It’s been a good first year for KalSMS, which I’m particularly happy about since I didn’t really have much time to work on it myself (nor, evidently, on this blog). It truly took on a life of its own.
In India, Sheldon D’Souza was using it to power a food ordering startup and contributed some polling code to the codebase (it’s still in a separate branch, I really didn’t have much time for non-work stuff).
In Liberia, local activists were using John Etherton’s Ushahidi KalSMS plugin to track conflict indicators and humanitarian needs.
I had the opportunity to give a talk on KalSMS at the inaugural Dar es Salaam GTUG meeting. Allen Machary, one of the engineers I met in Tanzania (an impressively sharp and passionate group, btw), later joined Bienmoyo and ended up using KalSMS for part of a mobile pregnancy care program he was working on. Here’s a photo I got from Lushen Wu, Allen’s colleague, of a training session in Tanzania.
I’ve been hearing from people interested in putting it to various other uses: cross-network SMS service in Poland, salsa club promotion in LA, activists communications in Northern Africa, marketing for a fashion boutique in Finland and so on. Who knows how many of these got built, and how many others I never heard of.

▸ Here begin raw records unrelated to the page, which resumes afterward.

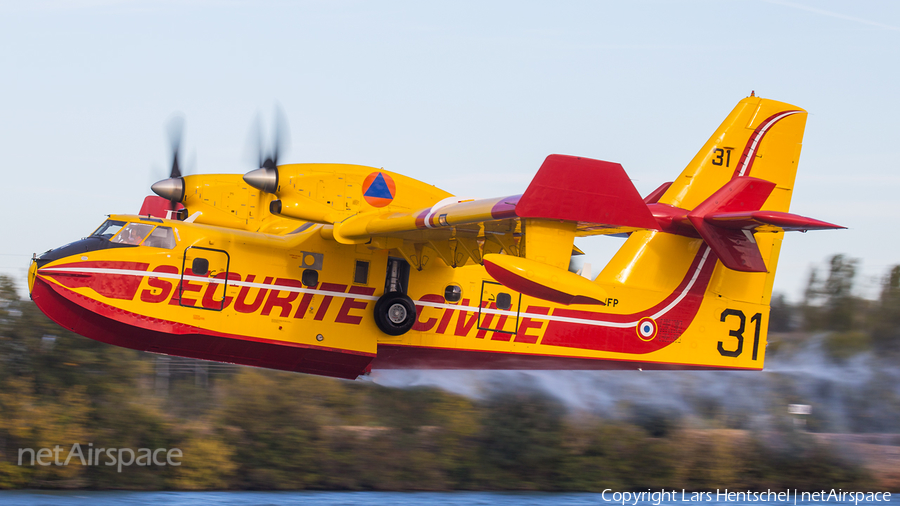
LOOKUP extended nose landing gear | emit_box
[375,257,416,336]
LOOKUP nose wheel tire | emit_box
[375,292,416,336]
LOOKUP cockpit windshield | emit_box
[91,220,125,239]
[91,220,177,249]
[110,223,154,246]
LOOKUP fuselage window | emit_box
[110,223,154,245]
[444,285,462,302]
[353,260,369,285]
[144,227,175,249]
[497,292,512,311]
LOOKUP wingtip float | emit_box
[29,96,841,378]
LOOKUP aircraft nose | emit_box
[150,177,184,202]
[244,167,278,193]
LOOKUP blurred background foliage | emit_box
[0,255,900,491]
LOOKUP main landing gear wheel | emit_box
[375,292,416,336]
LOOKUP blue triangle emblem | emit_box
[363,172,394,200]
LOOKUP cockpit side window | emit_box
[110,223,154,246]
[144,227,175,249]
[91,220,125,239]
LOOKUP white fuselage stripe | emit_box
[738,111,800,176]
[46,251,710,328]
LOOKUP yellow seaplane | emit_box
[28,95,843,378]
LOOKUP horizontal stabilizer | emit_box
[516,155,659,230]
[703,211,847,232]
[644,181,672,205]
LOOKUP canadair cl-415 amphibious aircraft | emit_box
[28,95,842,378]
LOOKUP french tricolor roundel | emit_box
[636,317,657,341]
[363,172,397,207]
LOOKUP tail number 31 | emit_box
[718,309,762,360]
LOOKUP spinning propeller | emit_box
[150,116,184,215]
[244,106,290,193]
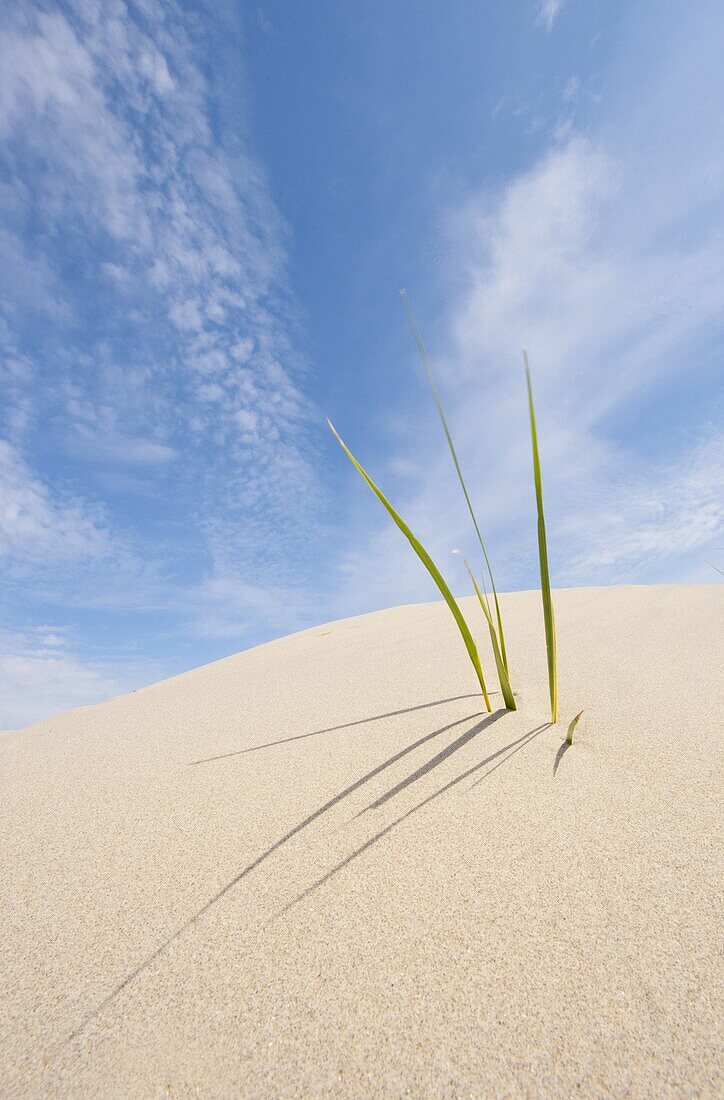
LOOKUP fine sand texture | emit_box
[0,585,724,1098]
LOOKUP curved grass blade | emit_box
[566,711,583,745]
[399,290,508,674]
[463,558,517,711]
[523,348,558,723]
[327,419,493,712]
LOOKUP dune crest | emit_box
[0,585,724,1097]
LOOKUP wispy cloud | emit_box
[0,0,321,642]
[536,0,566,31]
[0,624,158,736]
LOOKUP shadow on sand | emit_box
[69,695,548,1040]
[189,692,488,768]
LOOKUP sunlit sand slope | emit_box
[0,586,724,1098]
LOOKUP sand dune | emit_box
[0,586,724,1097]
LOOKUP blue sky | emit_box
[0,0,724,726]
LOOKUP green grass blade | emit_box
[523,349,558,723]
[327,420,493,712]
[463,558,517,711]
[399,290,508,674]
[566,711,583,745]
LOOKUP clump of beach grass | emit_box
[523,348,554,724]
[399,289,516,711]
[327,418,493,713]
[452,550,517,711]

All that has been a pleasant surprise, since about a month after I released KalSMS Ushahidi project launched SMSsync, which has similar goals and obviously much more resources behind it. With my rapidly shrinking spare time and negligible Java skills, I assumed KalSMS was done for. But people still seemed to find a use for it, and improve it.
I was particularly happy to get an email recently from Jesse Young of Envaya, who have taken the codebase and added a LOT of functionality. Envaya’s version is now out as EnvayaSMS, the history page lists the major features they added.
If you’re looking for new features, EnvayaSMS is your best bet. I’m still going to keep KalSMS up, with minimal maintenance, in the same place, and it’s also out on the Amazon Appstore now for easier download. There may be a place for having a minimal feature and the super-simple UI it enables.
When I get some free time, I might integrate some of EnvayaSMS new features down to KalSMS, keeping the UI minimal. If Python/Ruby/etc on Android ever become viable I’d be happy to rewrite the whole thing in a language that doesn’t feel like it was designed by a committee of lawyers.
It’s been a fun ride so far. It’s a great feeling to see my code gets picked up and used all around the world, and have much better programmers than myself take it places I never thought it’ll get. Thanks everyone. Keep KalSMSing.